Van onze redacteur
Amsterdam
De belangrijkste Amerikaanse handelsindices zijn dinsdag met verlies gesloten. Dat gebeurde nadat de Amerikaanse regering maandag nabeurs maatregelen heeft genomen om zogenoemde ‘tax inversions’ tegen te gaan; overnames die hoofdzakelijk tot doel hebben het hoofdkantoor in een land te vestigen met een gunstigere winstbelastingheffing.
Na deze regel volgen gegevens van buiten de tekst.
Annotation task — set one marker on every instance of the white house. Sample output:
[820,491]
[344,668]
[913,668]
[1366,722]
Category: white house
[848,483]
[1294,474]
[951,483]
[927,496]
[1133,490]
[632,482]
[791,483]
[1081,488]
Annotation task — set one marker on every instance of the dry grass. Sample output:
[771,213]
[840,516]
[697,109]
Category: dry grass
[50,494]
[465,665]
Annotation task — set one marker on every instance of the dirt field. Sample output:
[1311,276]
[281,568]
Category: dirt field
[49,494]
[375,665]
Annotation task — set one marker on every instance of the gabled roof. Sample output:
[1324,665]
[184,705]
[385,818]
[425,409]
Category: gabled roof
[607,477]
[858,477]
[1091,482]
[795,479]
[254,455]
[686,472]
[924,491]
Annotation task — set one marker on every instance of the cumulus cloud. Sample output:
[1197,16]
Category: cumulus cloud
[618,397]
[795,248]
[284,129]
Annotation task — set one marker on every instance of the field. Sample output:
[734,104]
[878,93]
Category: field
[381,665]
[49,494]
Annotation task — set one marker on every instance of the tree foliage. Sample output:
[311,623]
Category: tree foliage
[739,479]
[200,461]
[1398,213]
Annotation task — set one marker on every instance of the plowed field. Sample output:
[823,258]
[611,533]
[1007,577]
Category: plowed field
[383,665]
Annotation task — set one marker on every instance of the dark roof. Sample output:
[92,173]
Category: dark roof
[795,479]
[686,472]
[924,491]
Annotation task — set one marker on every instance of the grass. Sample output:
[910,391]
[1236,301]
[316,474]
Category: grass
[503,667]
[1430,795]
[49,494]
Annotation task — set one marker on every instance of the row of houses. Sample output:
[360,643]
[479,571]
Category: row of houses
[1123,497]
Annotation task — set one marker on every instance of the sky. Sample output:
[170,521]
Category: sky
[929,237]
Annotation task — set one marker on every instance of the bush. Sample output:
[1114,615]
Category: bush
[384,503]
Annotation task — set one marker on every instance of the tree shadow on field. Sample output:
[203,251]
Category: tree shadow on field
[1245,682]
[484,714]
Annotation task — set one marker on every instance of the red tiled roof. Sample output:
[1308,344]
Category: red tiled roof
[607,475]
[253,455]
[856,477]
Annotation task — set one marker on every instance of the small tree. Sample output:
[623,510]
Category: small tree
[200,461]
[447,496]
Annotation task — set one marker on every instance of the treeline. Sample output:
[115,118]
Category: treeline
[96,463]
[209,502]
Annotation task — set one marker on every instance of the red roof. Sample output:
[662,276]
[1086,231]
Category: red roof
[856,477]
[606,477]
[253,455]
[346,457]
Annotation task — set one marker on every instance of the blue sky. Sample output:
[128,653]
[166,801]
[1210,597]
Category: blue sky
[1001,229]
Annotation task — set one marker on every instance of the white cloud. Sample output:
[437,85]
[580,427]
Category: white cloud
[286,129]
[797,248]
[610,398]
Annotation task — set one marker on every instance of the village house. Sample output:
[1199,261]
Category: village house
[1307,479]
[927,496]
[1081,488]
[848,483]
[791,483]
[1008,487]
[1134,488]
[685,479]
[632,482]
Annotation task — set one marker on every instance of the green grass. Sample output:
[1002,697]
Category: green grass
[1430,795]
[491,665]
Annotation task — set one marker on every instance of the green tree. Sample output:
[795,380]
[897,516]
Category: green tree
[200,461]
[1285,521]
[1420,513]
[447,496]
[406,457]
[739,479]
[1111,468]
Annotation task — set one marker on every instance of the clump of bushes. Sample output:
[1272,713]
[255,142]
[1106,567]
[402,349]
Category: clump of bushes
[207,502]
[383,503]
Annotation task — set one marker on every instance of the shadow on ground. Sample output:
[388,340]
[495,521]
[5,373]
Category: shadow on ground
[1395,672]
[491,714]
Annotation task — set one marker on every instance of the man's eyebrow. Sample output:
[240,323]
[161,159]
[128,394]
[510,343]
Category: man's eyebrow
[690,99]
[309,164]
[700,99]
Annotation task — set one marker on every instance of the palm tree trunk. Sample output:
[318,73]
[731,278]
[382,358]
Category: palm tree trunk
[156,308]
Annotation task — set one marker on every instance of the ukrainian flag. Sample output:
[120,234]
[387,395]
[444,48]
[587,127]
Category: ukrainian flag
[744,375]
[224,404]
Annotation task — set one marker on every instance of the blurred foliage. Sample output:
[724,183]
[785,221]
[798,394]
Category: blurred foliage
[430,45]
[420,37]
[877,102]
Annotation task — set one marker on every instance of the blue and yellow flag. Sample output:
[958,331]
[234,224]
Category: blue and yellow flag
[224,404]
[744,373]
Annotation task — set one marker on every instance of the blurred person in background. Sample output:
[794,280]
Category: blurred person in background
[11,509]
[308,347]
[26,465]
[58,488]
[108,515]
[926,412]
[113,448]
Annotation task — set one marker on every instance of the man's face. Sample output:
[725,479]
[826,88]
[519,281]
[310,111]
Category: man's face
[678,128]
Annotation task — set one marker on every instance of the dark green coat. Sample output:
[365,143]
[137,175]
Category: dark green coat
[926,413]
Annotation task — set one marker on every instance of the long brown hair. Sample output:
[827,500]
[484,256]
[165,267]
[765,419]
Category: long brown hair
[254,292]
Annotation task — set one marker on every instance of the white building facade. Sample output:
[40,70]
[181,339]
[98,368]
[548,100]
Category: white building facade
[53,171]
De afgelopen maanden hebben al meer dan tien grote Amerikaanse bedrijven aangekondigd een dergelijke overname te doen. Ook werd de belegger geconfronteerd met nieuw geweld in Syrië en Irak, waar leden van terreurgroep Isis door de Amerikanen werden gebombardeerd.
De Dow Jones-index sloot 0,68% lager. De S&P 500 ging 0,58% in het rood. De Nasdaq noteerde een verlies van 0,42%.
De belangrijkste verliezers zijn dinsdag voornamelijk grote farmaceutische bedrijven. Een groot deel van ‘Big Pharma’ omvat Amerikaanse ondernemingen, die in enkele gevallen concreet bezig zijn met het opkopen van een buitenlandse branchegenoot of dat recentelijk hebben gedaan. Zo kwamen de koersen van Pfizer (-0,43%), Abbvie ( -1,96%), Allergan ( -1,86%) en Valeant ( -0,28%) onder druk te staan.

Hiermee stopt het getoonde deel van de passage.